Another song that jumped up in the sequence is “Cloudy Day Daydream,” with its wonderfully winding pedal steel parts. “It’s just wild. I love it. And the other studio musician we had was Meaghan Kyle, who was so tremendous that she’s joined the band. She was the leader of No Good Sister, which for quite a while here were the number one Americana band in Philadelphia.”
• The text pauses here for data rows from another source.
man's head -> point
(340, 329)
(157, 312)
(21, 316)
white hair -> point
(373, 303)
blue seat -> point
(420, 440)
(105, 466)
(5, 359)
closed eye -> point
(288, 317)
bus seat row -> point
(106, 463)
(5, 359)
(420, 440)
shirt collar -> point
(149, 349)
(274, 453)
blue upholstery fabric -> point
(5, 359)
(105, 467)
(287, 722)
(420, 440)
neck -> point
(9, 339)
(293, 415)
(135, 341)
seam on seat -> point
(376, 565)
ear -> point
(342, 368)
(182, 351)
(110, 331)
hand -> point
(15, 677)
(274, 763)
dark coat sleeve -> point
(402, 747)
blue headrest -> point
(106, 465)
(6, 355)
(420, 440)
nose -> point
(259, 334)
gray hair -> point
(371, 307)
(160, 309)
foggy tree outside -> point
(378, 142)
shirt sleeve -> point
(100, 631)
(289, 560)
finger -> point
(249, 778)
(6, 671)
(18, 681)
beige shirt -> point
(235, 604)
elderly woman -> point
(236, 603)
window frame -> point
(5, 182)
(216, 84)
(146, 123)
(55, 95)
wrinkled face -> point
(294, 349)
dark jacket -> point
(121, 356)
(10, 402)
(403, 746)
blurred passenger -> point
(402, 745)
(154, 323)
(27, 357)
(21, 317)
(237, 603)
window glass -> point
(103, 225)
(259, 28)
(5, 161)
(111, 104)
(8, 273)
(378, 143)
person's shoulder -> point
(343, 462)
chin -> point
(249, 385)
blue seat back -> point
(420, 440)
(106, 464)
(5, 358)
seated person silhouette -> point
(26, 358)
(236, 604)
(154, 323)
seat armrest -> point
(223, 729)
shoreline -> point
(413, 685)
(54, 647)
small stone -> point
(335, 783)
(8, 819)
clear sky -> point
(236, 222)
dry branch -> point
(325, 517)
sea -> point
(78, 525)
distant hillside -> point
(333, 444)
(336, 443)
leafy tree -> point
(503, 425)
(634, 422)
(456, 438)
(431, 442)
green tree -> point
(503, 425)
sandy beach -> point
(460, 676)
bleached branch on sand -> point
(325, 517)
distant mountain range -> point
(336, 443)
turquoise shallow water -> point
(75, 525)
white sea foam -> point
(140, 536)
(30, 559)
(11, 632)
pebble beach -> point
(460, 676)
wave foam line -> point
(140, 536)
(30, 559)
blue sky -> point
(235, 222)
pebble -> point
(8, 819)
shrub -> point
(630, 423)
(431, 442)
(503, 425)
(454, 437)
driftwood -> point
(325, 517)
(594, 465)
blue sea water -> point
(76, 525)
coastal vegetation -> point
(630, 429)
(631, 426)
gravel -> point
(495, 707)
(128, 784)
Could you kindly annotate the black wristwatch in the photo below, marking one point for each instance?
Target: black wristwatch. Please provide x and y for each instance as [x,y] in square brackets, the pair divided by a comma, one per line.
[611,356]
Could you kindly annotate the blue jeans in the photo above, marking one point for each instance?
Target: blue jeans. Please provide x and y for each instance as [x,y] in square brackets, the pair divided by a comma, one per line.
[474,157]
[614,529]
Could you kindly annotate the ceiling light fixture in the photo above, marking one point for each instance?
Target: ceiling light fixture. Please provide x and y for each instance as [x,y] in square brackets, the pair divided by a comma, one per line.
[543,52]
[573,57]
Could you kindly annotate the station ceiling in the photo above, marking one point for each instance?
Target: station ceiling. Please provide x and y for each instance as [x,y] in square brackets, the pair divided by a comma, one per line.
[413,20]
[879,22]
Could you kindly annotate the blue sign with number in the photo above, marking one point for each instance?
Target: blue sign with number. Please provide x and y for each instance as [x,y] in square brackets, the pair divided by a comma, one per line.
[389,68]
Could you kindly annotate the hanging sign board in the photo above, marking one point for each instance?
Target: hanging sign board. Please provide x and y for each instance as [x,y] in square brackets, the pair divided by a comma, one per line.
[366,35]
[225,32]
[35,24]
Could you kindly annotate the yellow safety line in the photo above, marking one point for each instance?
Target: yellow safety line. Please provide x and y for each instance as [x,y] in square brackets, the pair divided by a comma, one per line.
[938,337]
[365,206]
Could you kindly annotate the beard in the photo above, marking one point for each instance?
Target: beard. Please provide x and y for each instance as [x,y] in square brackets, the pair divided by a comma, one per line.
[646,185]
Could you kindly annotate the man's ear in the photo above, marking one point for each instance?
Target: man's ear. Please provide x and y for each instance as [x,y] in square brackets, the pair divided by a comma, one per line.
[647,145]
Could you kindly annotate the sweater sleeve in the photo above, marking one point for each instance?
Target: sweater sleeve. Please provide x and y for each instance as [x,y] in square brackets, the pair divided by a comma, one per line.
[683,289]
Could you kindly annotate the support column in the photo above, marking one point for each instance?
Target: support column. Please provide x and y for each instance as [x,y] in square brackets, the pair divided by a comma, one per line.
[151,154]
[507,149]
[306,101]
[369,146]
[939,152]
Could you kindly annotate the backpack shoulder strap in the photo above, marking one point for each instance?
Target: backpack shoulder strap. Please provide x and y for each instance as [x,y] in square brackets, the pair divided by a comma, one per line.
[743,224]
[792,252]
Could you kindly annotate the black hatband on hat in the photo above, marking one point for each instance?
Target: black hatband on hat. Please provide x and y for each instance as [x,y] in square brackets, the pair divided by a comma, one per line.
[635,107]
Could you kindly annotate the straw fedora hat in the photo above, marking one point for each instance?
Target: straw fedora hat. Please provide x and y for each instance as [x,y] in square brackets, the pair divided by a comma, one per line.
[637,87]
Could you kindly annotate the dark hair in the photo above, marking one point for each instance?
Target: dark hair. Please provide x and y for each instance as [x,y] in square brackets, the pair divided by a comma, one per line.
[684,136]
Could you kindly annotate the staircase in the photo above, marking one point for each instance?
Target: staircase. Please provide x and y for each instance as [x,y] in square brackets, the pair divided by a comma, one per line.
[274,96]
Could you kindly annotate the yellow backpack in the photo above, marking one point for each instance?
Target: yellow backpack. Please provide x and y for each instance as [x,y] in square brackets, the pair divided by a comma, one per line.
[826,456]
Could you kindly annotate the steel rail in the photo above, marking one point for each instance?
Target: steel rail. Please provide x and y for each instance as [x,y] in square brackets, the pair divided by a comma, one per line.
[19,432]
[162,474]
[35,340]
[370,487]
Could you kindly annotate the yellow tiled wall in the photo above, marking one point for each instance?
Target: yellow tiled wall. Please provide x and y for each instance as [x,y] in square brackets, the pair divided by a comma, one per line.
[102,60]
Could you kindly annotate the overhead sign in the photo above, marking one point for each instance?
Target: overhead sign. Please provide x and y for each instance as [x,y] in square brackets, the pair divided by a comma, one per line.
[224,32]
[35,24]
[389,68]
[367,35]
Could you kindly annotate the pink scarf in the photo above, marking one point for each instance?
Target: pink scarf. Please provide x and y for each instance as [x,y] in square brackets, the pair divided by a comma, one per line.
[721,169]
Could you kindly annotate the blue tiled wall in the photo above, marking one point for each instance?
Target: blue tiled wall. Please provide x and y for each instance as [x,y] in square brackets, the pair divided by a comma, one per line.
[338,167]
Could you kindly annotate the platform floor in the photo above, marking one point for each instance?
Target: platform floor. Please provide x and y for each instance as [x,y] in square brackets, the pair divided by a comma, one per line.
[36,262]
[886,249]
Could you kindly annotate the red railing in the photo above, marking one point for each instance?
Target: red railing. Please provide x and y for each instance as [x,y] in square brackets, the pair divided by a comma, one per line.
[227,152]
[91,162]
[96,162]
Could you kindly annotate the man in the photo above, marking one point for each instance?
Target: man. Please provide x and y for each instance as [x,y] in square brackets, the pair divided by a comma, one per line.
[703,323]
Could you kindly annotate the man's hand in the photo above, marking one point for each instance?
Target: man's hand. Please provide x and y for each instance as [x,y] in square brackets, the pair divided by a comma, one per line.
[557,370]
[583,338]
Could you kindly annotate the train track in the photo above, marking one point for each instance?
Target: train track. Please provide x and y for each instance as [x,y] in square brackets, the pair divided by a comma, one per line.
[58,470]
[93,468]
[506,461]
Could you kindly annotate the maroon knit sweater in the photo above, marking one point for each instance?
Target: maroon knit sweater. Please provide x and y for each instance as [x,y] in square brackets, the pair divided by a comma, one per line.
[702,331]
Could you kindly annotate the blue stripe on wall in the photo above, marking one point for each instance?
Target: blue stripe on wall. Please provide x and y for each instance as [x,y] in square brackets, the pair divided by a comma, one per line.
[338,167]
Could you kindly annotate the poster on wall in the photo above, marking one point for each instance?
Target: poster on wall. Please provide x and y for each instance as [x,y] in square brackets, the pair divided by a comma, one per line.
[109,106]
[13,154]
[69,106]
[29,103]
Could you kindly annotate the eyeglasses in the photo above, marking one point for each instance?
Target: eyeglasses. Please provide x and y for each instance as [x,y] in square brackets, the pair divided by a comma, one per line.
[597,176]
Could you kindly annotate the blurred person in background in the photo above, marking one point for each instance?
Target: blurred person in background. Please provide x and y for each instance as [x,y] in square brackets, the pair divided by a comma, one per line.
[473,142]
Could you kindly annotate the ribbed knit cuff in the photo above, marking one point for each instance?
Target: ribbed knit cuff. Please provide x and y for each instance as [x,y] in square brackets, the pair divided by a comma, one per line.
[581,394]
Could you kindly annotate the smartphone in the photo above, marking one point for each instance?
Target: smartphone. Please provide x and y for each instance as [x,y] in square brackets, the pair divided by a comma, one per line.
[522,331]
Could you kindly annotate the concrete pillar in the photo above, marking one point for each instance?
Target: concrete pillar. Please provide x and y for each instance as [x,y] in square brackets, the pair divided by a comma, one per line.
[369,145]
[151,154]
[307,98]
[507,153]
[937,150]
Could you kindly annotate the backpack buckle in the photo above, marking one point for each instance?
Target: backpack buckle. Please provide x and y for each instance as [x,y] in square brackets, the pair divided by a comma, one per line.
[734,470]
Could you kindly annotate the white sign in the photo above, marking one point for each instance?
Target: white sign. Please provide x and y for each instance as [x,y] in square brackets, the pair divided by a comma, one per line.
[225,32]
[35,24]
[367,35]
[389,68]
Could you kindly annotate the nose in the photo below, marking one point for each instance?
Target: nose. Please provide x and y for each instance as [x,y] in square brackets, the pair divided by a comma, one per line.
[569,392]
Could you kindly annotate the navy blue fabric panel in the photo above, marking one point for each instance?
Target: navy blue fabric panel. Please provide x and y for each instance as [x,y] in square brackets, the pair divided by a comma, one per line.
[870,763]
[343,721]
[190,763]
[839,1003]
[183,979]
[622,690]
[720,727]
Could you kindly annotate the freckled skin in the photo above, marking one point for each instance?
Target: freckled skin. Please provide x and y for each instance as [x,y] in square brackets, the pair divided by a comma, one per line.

In memory of tastemaker Gene Shay, founder of the Philadelphia Folk Festival, Berry wrote “That Guy Was Fun.” Throughout his career, Shay discovered dozens of folk, blues and Americana. His early interviews include Joni Mitchell, Jackson Browne, John Denver, Tom Waits, Phil Ochs, Bonnie Raitt and Judy Collins, some of which have been bootlegged. It was Gene who brought Bob Dylan to Philadelphia for his debut concert in the area. And as an advertising writer-producer, he also wrote the original radio spots for Woodstock. Gene came up with the name “World Cafe” for the nationally syndicated series produced by WXPN. He received a Lifetime Achievement Award from the Delaware Valley Music Poll in 1994.
Berry organized and hosted the WXPN event ‘That Guy Was Fun: Gene Shay’s Birthday Bash’ this past March. “Truthfully, if you were to take a thousand of Gene Shay’s friends I would be in the last 500. The guy was such a big deal here, founder of the Philadelphia Folk Festival, a radio show that always got ratings… But in those moments that you could get with him, you were the most important person. He always played all my records as I put them out, even if they weren’t that folky.”
Berry himself was in both the radio and advertising business for 30 years. The largest difference between being a state-commissioned advertising salesman and an inner-city high school teacher of government and economics is the pay. But the real difference is the satisfaction he gets from teaching. “I haven’t really missed the money at all. These kids, I see them on the street — because I live in North Philadelphia, too. Even the kids I fail, I see them on the street and they say, ‘You were fair to me. I learned a lot.’ I teach them what to say to the police when they get pulled over. Now that’s a good government lesson.”
One thing I can say after listening to Soon! is no one is rocking and jamming Americana by virtue of storytelling quite like this corporate refugee and his Urban Acoustic Coalition.